グレイシー柔術=創始者次男のロブソン死去=一族の重鎮で赤帯の実力者

在りし日のロブソン氏(Tomaz Silva/Agencia Brasil)
在りし日のロブソン氏(Tomaz Silva/Agencia Brasil)

 グレイシー柔術の大物の一人、ロブソン・グレイシーが4月28日、リオ市で死去した。死因は明かされていない。同日付アジェンシア・ブラジル(1)などが報じている。
 ロブソンは、1935年、グレイシー柔術創始者のひとり、カルロス・グレイシーの次男としてリオ市で生まれた。
 1960年代に当時グアナバラ(現リオ)州下議だったリオネル・ブリゾラ氏の護衛を務め、軍事政権によって逮捕されたが、父の末弟で叔父のエリオ(ヒクソンやホイス・グレイシーの父)の援助で釈放された経験を持つ。
 なんでもありだったグレイシー柔術が、きちんとしたルールの下で試合を行うブラジリアン柔術として認識されるようになったこともあり、1980年にはリオ柔術連盟の会長となっている。
 ロブソン氏の家族からは次男ヘンゾ、三男ハルフ、四男ハイアン、孫娘に当たるキーラが有名で、特にキーラは世界選手権で8度、世界一に輝いている。
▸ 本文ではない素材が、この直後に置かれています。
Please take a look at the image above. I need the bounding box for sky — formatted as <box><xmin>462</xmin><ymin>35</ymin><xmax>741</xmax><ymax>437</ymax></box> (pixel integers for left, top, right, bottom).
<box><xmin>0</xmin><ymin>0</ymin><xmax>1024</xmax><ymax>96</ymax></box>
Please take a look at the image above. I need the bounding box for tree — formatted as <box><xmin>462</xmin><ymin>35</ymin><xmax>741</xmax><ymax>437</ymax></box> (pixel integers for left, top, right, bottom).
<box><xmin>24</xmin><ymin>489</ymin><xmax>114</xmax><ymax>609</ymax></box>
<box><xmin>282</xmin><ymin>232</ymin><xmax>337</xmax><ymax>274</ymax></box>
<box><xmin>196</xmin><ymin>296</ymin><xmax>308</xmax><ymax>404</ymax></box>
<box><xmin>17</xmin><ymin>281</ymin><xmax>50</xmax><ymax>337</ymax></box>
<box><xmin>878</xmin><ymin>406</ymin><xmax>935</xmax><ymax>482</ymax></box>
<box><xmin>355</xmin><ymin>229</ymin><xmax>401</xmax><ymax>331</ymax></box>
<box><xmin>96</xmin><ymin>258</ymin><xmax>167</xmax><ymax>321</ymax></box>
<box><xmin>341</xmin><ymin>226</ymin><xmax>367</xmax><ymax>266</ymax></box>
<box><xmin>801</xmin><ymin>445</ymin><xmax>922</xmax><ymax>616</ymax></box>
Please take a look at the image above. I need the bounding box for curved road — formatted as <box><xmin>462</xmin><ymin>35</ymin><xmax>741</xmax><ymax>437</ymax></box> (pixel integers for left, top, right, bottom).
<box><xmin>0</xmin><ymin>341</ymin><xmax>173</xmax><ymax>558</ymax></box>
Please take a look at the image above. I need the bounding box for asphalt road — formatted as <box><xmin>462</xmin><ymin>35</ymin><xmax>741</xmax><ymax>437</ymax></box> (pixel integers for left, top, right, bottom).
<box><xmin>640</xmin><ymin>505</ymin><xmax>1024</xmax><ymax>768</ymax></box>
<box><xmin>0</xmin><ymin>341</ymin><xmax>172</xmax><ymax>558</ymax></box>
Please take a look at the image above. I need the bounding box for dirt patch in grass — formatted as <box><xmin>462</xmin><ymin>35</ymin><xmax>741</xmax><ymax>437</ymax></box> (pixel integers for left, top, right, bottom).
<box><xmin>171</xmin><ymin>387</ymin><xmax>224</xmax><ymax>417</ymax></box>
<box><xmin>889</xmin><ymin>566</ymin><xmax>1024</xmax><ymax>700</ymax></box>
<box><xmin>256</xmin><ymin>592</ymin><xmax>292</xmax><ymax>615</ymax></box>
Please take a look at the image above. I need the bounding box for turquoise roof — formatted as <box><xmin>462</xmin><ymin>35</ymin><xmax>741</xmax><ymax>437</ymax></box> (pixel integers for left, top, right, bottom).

ロブソンの死も、キーラがSNSで明らかにしたものだ。
 キーラは最高級の赤帯取得者の祖父の柔術と一族への貢献に感謝を示し、ブラジル柔術連盟(CBJJ)も柔術だけでなく、スポーツ界に大きな業績を残したことを称える追悼声明を出している。
 葬儀はリオ市ボタフォゴのパラシオ・ダ・シダーデで4月30日の午前10時から行われ、柔道着を身に着けた柔術ファンや俳優などが参加した。